Janeane Garofalo

JFL42, Queen Elizabeth Theatre, Toronto ON, July 22

BY Anthony DamiaoPublished Sep 23, 2017

Janeane Garofalo was a capriciously funny figure Friday night at Toronto's Queen Elizabeth Theatre. At times she was laid back, whimsical, enjoying positive back-and-forth dialogue with her audience — particularly funny for their lack of canned humour. Other times she was a cantankerous preacher, a political firebrand. Either way, Garofalo was always talking a mile a minute, launching off into separate jokes and trains of thought often before finishing the subject at hand.

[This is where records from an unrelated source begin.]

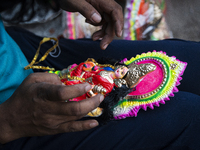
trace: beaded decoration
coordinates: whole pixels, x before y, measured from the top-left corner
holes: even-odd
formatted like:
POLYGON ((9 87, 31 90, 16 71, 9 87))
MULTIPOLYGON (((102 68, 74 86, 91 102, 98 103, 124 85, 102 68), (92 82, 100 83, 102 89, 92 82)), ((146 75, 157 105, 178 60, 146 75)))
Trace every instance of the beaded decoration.
POLYGON ((186 62, 181 62, 176 57, 169 57, 165 52, 148 52, 130 60, 123 60, 126 65, 153 63, 156 70, 149 73, 124 99, 120 100, 114 108, 114 118, 123 119, 126 117, 136 117, 138 111, 142 108, 145 111, 147 107, 154 109, 165 101, 173 97, 174 92, 178 92, 181 76, 187 66, 186 62))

It could have been annoying had she not had such a wealth of solid material up her sleeves — and presumably on the notes she had on stage with her, which were given curiously little attention.
Garofalo knows a lot about Canada and didn't shy away from flaunting it. References ranged from Sloan, Kensington Market, and the last Tragically Hip concert to Stephen Harper-era finance minister Jim Flaherty.
In all ways except for her close rapport with her audience, most of Garofalo's material revolved around her "lean away" approach to life and the world around her. Whether talking about not going to the doctor, not getting married, not having social media, not bothering to try to survive a zombie uprising, not buying into crazes, procrastinating, going outside during the day — the list goes on. There's a lot of stuff Janeane Garofalo does not want to do. She's the early Ramones of comedy. Speaking of the Ramones, she even had a tangent about cooks who want to be "bad boys," trying to look like Henry Rollins or Ian MacKaye. Janeane Garofalo is a punk!
She has no sympathy at all for Trump voters, whether they regret it or not. They are — according to her — not the average hardworking, decent Americans that articles so placatingly claim. Decency doesn't even enter the picture. She is of the opinion — at least on stage — that flood and hurricane victims who voted for Trump and deny climate change and dislike paying for social services should be left to pull themselves up by their bootstraps and swim.
Perhaps more than anything, Garofalo came across as genuine and authentic. She was typically shameless, unapologetic, likable and hilarious. It seemed like she enjoyed the show at least as much as her audience did, as she had no qualms with going over her time — having not realized she was doing so, save for the stage manager's waving from the wings.